Il est déchaîné 🔖

On dit parfois que l’Évangile est une folie et les chrétiens entretiennent de fait un rapport étrange à la folie : « ce qu’il y a de fou dans le monde, voilà ce que Dieu a choisi, pour couvrir de confusion les sages ». On pourrait presque dire que les catholiques ont un grain. Oh bien sûr, je vous vois venir : les sorties de messe, les blazers et les pulls jacquard n’en font pas une folie éclatante et évidente aux moins avertis. Et les catholiques eux-mêmes ont probablement à redécouvrir cette folie de l’Évangile. Mais malheureux ceux « qui mettent leur fierté dans les apparences, et non dans leur cœur » (au verset 12).

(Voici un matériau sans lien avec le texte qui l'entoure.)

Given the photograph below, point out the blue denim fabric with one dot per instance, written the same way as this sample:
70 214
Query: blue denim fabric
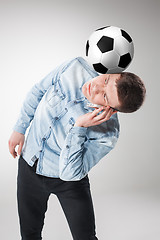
53 105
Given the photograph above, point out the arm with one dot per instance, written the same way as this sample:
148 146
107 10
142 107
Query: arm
28 109
80 154
33 98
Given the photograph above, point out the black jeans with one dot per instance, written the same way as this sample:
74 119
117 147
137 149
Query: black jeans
33 192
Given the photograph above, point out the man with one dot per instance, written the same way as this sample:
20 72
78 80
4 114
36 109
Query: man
66 139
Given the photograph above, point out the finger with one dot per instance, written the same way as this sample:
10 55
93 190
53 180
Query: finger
104 116
20 148
101 115
105 111
107 117
96 111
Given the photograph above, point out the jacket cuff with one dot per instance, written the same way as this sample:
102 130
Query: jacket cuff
19 129
78 130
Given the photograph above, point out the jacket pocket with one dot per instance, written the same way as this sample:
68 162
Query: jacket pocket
55 95
69 125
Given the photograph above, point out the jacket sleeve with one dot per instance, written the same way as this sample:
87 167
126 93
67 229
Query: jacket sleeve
33 98
81 153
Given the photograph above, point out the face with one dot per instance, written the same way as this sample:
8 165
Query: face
102 90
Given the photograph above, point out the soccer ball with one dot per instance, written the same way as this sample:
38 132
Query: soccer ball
109 50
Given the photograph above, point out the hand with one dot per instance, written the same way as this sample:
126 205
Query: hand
92 119
16 139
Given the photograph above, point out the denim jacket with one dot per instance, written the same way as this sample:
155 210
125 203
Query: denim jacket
52 107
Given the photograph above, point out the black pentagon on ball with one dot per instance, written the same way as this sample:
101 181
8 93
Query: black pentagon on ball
100 68
126 36
124 60
105 44
87 47
101 28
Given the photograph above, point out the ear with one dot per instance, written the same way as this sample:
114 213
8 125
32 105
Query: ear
114 111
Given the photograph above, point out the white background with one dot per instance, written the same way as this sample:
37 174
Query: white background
35 37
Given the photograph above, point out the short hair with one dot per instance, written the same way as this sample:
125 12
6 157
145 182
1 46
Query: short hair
131 92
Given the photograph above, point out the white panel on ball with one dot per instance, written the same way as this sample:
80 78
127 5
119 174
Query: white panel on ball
110 59
121 45
94 54
95 37
112 31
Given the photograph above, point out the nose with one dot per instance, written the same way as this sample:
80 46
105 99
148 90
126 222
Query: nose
96 88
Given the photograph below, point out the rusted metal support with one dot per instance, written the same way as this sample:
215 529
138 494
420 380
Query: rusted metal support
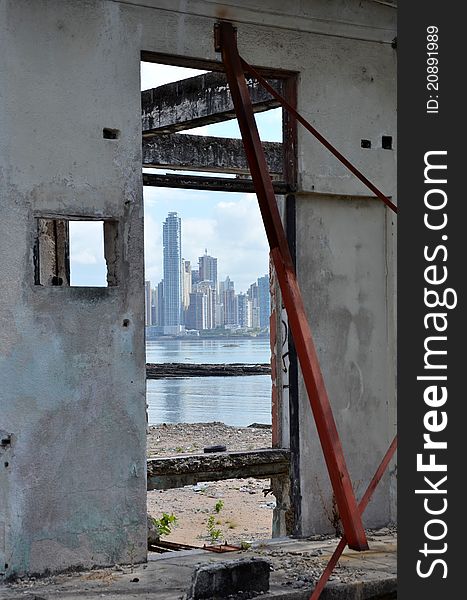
326 143
361 507
317 394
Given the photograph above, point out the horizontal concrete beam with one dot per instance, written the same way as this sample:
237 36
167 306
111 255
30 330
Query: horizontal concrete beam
172 472
213 184
197 101
171 370
203 153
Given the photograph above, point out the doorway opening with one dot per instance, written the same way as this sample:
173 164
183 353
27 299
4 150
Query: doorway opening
208 306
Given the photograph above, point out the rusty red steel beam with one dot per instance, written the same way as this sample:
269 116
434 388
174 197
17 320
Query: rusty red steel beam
280 253
361 507
352 168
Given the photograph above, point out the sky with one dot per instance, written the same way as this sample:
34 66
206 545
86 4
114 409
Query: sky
228 225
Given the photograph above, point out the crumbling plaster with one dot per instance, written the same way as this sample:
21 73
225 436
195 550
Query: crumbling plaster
73 387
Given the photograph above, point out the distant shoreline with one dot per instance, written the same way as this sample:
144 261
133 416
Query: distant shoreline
221 337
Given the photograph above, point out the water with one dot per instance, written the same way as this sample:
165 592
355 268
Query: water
237 401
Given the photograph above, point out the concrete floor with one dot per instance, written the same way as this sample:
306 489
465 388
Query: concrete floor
296 563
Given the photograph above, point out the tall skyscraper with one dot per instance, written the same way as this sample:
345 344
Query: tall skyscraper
243 310
211 297
172 239
196 315
154 307
208 269
147 303
264 301
160 303
253 296
187 284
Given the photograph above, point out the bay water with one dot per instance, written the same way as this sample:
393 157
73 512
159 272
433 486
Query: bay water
237 401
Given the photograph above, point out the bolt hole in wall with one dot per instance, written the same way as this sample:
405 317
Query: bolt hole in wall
207 297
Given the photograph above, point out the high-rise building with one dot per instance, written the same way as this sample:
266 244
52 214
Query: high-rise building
264 301
187 283
196 315
206 288
253 296
208 269
160 303
243 310
147 303
230 312
154 307
194 277
172 239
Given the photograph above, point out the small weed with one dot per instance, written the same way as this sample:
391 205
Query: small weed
165 523
213 533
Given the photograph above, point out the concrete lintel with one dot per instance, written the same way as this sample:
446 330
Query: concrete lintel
213 184
197 101
204 153
171 472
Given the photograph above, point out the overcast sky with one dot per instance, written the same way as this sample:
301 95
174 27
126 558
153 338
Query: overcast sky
228 225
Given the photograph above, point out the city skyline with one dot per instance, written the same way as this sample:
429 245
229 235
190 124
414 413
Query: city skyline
189 298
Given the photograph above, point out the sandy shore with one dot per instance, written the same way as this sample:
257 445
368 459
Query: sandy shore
246 513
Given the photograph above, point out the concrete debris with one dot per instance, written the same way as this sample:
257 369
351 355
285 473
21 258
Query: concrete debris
247 577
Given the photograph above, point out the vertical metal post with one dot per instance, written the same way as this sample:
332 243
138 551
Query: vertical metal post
306 352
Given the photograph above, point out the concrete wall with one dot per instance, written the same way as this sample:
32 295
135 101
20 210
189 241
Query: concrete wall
72 374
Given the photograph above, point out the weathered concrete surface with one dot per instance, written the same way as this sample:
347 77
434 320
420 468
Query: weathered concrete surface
197 101
368 575
213 184
222 580
171 370
349 277
205 153
74 491
168 472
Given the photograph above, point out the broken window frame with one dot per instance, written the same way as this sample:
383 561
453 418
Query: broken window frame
51 255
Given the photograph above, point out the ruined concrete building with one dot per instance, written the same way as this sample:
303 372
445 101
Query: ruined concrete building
73 470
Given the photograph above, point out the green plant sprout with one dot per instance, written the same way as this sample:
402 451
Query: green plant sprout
165 523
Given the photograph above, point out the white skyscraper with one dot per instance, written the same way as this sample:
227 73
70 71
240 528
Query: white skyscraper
172 239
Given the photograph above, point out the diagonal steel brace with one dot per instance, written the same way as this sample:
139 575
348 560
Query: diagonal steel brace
292 298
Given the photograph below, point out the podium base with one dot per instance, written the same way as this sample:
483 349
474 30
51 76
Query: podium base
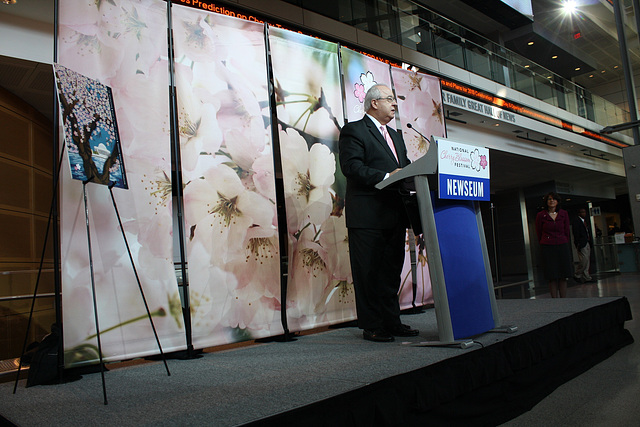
507 329
463 344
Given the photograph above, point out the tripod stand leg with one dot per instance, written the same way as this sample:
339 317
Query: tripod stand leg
93 289
144 299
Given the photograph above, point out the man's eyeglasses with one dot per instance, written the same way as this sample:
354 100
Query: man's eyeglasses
388 98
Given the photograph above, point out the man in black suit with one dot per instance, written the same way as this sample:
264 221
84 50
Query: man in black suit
582 240
377 221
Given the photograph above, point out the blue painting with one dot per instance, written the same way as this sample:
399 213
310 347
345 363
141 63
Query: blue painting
90 129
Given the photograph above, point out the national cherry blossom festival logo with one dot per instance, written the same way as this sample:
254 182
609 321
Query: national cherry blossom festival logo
478 161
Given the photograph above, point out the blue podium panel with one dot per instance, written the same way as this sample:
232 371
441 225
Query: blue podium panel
463 265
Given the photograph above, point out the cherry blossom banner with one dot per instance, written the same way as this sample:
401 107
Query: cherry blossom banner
309 110
420 105
360 73
227 168
117 43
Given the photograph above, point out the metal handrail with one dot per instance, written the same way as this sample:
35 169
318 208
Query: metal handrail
21 297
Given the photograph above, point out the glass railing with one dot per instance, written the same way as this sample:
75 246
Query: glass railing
412 25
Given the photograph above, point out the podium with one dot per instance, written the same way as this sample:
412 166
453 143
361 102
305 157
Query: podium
457 255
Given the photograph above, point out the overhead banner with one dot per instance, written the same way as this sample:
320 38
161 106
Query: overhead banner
463 171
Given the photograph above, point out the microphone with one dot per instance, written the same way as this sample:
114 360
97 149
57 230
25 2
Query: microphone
415 130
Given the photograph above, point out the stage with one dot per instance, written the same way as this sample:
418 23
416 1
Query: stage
336 378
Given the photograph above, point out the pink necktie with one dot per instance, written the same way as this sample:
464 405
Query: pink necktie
387 138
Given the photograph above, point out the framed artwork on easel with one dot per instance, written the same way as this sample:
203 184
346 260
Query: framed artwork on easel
90 129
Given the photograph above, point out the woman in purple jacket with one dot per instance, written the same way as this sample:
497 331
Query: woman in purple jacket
552 226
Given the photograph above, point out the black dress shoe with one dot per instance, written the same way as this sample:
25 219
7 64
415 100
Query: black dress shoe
377 335
403 331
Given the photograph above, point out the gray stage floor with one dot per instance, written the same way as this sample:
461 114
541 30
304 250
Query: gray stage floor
245 384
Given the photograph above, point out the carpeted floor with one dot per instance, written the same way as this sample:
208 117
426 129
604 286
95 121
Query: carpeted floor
250 383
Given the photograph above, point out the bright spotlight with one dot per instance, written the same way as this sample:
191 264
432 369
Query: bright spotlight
570 7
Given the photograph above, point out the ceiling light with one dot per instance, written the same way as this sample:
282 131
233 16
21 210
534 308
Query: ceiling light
569 7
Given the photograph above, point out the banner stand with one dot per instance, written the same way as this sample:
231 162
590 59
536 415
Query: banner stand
451 293
53 218
135 272
93 288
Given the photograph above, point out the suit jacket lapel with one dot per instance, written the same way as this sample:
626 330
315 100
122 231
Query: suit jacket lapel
378 136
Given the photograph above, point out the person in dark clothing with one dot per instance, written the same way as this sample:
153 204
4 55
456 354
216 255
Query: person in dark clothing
582 241
370 151
552 227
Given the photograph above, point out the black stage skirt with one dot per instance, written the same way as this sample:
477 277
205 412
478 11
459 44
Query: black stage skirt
557 261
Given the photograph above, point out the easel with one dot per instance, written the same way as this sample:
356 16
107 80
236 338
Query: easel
93 288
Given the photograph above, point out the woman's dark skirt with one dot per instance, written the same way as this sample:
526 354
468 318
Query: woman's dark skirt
557 262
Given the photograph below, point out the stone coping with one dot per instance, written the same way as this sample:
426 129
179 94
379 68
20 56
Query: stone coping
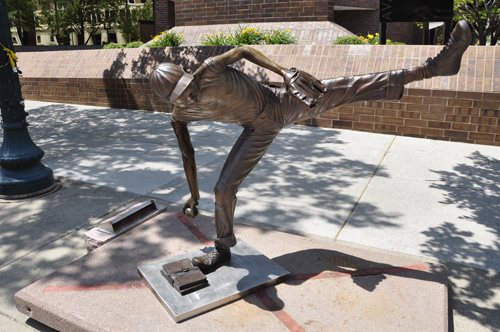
480 71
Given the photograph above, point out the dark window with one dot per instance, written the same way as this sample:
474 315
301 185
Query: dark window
112 37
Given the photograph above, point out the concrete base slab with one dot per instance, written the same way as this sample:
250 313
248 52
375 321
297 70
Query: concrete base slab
333 285
247 271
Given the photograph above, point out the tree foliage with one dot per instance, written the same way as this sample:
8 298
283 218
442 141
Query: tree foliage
483 17
22 16
80 16
129 26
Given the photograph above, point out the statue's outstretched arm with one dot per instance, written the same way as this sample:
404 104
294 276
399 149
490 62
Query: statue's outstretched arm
189 162
252 55
299 84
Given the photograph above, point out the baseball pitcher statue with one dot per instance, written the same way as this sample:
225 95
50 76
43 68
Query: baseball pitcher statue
217 92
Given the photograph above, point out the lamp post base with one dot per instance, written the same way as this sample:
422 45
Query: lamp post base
25 182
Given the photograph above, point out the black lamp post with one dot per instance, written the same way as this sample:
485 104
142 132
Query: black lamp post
21 172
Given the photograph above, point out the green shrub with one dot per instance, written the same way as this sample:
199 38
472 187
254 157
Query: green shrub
134 44
244 35
167 38
215 39
279 36
112 45
349 40
374 40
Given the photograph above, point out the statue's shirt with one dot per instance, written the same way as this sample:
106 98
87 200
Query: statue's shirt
225 95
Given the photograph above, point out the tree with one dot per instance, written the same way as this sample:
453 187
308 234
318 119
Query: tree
79 16
22 16
130 22
483 17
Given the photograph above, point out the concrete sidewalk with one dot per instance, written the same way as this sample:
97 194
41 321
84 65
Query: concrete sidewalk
430 200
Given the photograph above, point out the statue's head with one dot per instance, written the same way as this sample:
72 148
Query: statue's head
169 81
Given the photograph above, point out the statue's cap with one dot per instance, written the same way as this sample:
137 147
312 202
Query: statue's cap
168 81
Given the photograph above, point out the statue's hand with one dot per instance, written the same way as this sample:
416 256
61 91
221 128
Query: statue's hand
304 87
189 209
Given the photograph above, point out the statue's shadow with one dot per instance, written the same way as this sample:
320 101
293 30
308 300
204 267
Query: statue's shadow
308 264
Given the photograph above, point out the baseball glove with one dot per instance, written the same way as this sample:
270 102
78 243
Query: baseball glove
304 87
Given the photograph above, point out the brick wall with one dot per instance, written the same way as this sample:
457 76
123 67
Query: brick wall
199 12
217 12
364 22
464 107
471 117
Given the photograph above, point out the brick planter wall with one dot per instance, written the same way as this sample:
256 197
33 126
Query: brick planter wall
461 108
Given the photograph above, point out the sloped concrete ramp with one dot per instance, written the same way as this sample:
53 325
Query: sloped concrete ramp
332 286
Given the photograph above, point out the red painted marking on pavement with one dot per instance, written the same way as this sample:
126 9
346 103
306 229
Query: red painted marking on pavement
278 312
325 275
86 288
194 230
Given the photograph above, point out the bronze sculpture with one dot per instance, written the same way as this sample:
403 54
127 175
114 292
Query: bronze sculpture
216 92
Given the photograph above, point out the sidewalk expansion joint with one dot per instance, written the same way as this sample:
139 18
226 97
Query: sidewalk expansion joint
361 196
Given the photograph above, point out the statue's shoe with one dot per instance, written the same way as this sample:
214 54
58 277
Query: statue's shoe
213 259
447 62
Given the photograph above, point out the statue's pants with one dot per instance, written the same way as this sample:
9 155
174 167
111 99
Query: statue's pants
279 112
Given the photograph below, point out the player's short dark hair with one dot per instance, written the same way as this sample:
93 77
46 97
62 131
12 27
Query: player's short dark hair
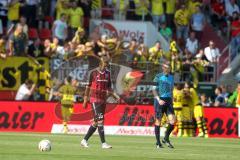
28 82
178 86
69 79
134 39
220 89
62 14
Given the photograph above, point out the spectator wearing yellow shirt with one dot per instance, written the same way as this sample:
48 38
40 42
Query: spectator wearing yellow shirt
96 11
157 12
238 96
181 19
75 19
170 10
141 9
13 12
2 48
62 8
192 4
121 7
155 53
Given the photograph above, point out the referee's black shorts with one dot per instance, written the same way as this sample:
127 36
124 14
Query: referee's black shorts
167 108
98 111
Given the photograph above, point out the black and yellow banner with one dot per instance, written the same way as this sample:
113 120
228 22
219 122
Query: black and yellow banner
15 70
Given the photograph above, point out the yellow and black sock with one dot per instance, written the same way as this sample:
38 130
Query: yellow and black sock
90 132
180 126
190 129
185 129
199 126
204 124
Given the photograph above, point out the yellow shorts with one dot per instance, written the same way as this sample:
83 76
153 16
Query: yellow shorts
178 114
67 111
186 114
198 111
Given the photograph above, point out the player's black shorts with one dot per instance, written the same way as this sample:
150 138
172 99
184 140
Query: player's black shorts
98 111
167 108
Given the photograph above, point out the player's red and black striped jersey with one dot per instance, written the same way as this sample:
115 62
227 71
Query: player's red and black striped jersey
99 83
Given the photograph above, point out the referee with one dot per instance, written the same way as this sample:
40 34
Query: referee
163 91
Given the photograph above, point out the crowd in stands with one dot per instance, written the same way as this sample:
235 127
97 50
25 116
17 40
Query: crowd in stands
60 29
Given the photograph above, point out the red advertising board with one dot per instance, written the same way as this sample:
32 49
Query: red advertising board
42 116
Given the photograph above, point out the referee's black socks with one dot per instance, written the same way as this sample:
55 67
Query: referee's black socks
101 132
90 132
169 131
157 134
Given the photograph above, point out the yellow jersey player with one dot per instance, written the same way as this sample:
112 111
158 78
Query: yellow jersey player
177 105
198 114
66 92
186 112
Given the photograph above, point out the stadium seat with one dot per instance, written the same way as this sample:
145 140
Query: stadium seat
45 34
107 13
32 33
49 19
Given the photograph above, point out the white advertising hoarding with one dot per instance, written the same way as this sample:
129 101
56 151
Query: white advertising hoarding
129 30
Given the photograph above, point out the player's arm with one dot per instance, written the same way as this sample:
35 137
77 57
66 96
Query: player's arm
155 93
87 91
110 91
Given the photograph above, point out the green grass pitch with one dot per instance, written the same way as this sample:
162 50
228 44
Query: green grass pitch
24 146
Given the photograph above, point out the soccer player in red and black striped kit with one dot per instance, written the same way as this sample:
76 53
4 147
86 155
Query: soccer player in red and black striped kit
98 89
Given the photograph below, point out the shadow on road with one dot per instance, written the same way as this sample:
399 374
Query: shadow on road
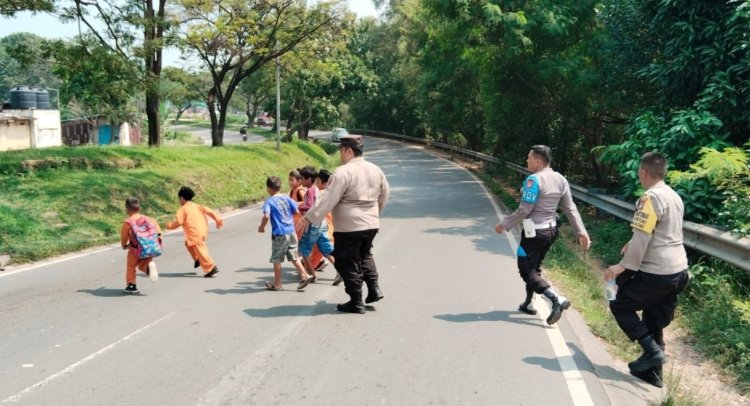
319 308
104 292
496 315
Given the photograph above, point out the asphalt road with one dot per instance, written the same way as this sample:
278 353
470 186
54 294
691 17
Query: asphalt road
447 332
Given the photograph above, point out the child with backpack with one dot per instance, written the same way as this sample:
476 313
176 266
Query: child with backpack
192 218
141 236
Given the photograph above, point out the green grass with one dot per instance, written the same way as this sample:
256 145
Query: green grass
58 200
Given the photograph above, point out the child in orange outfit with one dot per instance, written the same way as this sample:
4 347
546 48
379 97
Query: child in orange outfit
145 265
192 218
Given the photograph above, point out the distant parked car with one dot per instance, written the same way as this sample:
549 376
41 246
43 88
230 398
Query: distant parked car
338 133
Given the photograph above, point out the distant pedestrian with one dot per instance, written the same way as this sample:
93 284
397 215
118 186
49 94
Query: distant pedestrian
653 269
356 194
542 192
141 236
279 210
192 218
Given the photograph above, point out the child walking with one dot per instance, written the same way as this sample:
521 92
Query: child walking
280 210
315 239
192 218
141 251
309 181
322 182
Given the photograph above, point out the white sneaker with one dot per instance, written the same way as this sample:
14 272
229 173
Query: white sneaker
153 273
323 263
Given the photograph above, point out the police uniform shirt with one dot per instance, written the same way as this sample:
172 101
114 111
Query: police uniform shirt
656 246
541 194
355 195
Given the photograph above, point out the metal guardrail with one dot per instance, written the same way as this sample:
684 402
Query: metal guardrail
711 241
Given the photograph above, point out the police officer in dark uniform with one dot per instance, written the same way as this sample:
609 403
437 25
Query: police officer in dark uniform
542 192
355 195
653 270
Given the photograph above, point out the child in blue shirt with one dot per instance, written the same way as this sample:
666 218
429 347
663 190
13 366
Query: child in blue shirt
280 210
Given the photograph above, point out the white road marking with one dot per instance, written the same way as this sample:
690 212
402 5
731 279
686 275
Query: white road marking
72 367
65 258
573 378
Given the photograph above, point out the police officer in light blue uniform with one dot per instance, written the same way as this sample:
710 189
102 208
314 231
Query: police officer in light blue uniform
542 192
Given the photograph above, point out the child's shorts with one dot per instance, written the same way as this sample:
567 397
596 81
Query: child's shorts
283 246
315 235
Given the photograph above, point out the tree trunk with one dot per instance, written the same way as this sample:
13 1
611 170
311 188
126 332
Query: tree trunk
152 34
250 113
217 128
152 113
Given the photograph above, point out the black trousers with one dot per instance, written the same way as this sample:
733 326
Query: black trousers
354 262
655 295
530 255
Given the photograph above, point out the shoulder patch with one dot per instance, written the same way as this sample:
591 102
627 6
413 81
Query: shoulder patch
645 215
530 190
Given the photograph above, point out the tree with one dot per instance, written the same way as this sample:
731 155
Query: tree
22 62
178 87
235 38
255 90
696 62
95 79
319 82
122 24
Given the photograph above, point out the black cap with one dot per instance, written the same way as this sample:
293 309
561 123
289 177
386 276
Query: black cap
352 141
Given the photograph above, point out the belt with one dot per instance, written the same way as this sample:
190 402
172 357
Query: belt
544 226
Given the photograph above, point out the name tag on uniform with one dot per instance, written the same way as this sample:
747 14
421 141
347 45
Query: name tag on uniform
529 230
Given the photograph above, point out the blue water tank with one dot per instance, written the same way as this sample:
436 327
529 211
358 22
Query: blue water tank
42 99
23 97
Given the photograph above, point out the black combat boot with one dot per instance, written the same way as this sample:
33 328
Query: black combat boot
653 356
559 303
528 305
354 305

Jean-Pierre Denis, difficilement classable sur l’éventail qui va du blazer au jacquard, a un grain. Publier « Un catholique s’est échappé » maintenant, ça n’est pas ordinaire. Non pas qu’il manquerait de catholiques rêvant d’évasion, ces jours-ci. Mais quand il semblerait indiqué de raser les murs, alors que l’on ne peut pas dire qu’il ignore que les temps sont difficiles le voilà déchaîné.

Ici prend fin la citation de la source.